Anche se è da un po’ che so di questi viaggi all’estero in sospeso, faccio ancora fatica a venire a patti con il fatto che un terzo della mia esperienza universitaria non includerà due delle persone che hanno avuto un ruolo così significativo nell’aiutarmi a sopravvivere nei primi due anni. Che si tratti della consegna in camera di chelsea buns e cioccolata dopo una traumatica supervisione del tipo “Questa volta lascerò davvero gli studi” come matricola o del completamento della mezza maratona insieme, i miei amici sono sempre stati al mio fianco, attaccati anche al fianco. Come si passa dall’essere solo a un paio di porte e un bussare di distanza a vivere in paesi diversi? Inizialmente, pensavo che la loro assenza si sarebbe sentita maggiormente durante le esperienze fondamentali di Cambridge come la May Week. Ma riflettendoci, penso che saranno le cose semplici gli aggiustamenti più difficili: il debriefing dopo una serata fuori mentre rivisitiamo le situazioni passate dalla centesima nuova prospettiva, o gli sguardi d’intesa lanciati dall’altra parte del tavolo in biblioteca quando una pausa caffè per sfogare la crisi della giornata è ormai attesa.

“I miei amici vivranno un altro anno di università prima di entrare nel mondo reale”

Mi sento già una grande FOMO per il fatto che, al ritorno dalle loro escursioni all’estero, i miei amici potranno sperimentare un altro anno di università prima di entrare nel mondo reale del *trigger warning*. E anche se offro regolarmente la mia giusta dose di lamentele riguardo al carico di lavoro universitario, a dire il vero, mi piace stare qui anche in mezzo alle scadenze strette e al caos. Un maestro del panico non è ancora del tutto fuori discussione. Tuttavia, quando penso all’anno all’estero, ho la sensazione leggermente paradossale di essere lasciato indietro e allo stesso tempo di essere prematuramente proiettato avanti, fuori dalla bolla accademica e nel mondo reale.
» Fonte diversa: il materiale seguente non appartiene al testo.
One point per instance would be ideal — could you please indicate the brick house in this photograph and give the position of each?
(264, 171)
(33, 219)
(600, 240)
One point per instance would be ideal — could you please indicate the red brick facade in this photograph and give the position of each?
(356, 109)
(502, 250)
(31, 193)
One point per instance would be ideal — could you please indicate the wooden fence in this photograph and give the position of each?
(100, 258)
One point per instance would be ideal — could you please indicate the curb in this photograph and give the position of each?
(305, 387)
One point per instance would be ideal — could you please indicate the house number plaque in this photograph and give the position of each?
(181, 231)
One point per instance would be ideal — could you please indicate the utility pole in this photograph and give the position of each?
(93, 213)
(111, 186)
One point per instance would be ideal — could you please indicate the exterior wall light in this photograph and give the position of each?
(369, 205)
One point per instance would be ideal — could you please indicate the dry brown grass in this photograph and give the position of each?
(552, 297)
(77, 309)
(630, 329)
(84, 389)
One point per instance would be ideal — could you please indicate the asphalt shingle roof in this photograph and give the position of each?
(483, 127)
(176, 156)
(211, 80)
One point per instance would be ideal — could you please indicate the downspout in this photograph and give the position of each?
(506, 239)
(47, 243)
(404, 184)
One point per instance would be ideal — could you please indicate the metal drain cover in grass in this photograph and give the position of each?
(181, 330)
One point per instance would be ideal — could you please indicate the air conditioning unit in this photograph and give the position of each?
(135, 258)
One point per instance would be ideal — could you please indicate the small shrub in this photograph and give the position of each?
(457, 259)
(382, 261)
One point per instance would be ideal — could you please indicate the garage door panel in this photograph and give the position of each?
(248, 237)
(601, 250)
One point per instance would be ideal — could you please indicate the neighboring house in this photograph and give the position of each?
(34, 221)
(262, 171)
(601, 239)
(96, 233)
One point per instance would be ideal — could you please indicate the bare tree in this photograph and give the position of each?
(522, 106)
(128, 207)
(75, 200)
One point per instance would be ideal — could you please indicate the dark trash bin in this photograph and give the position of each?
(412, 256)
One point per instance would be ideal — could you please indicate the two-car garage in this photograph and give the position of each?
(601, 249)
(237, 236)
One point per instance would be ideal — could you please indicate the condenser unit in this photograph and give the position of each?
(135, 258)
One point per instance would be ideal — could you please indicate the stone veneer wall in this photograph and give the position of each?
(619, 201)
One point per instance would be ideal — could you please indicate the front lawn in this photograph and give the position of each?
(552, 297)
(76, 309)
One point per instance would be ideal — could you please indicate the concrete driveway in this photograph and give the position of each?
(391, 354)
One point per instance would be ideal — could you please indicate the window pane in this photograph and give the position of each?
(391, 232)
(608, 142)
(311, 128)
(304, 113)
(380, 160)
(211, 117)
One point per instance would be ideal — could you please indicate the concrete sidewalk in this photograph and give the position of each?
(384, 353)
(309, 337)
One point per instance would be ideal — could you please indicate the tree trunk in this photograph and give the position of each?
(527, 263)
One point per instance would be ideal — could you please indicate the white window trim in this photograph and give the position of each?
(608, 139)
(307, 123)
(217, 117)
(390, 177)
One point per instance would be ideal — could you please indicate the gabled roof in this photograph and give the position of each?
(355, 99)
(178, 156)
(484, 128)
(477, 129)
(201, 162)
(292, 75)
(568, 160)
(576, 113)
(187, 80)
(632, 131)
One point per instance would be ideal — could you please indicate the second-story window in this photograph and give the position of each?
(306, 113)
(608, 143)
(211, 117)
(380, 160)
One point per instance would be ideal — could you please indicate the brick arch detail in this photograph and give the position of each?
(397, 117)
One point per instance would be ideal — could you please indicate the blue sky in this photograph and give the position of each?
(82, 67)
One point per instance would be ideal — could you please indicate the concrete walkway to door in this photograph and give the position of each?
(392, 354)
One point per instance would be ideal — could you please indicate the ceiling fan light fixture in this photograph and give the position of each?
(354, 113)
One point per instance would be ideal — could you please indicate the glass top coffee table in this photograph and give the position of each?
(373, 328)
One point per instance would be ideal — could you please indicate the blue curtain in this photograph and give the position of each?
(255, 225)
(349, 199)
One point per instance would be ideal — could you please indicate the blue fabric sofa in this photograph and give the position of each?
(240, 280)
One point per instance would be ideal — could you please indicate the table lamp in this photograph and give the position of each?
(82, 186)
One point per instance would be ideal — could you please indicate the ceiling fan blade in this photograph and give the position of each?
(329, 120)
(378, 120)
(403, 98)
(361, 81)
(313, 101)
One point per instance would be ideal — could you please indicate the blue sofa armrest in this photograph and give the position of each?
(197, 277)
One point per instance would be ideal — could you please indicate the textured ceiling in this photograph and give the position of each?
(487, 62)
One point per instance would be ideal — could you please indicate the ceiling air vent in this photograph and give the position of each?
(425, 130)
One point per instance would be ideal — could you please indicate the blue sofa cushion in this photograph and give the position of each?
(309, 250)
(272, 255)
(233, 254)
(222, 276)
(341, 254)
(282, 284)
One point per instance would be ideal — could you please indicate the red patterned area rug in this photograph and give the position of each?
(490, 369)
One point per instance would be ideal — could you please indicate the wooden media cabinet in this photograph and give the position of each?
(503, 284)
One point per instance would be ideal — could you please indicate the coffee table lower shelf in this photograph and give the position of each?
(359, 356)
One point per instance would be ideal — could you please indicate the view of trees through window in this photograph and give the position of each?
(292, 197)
Chiaramente non posso negare le occasionali ondate di tristezza al pensiero dell’anno all’estero dei miei amici, ma emozioni così contrastanti sono, di per sé, una testimonianza di due anni di università ben spesi. E non per essere eccessivamente cliché, ma il cambiamento fa parte della vita, e quanto sarebbe noioso per tutti noi se le cose rimanessero rigidamente statiche? Mi sento già male per la nostalgia anticipata e ricordo vecchie foto come una madre che manda suo figlio al primo giorno di scuola. Allo stesso modo, tuttavia, questa consapevolezza mi ha permesso di assicurarmi di apprezzare veramente il prossimo trimestre pasquale anche nella frenesia dei corsi e delle revisioni.

Nonostante i preconcetti provenienti dalle storie da bambino secondo cui il vero amore sarebbe puramente romantico, per molti aspetti è attraverso le mie anime gemelle platoniche che ho imparato i diversi modi in cui l’amore si manifesta. E che privilegio è avere nella mia vita persone la cui assenza sarà sentita così fortemente.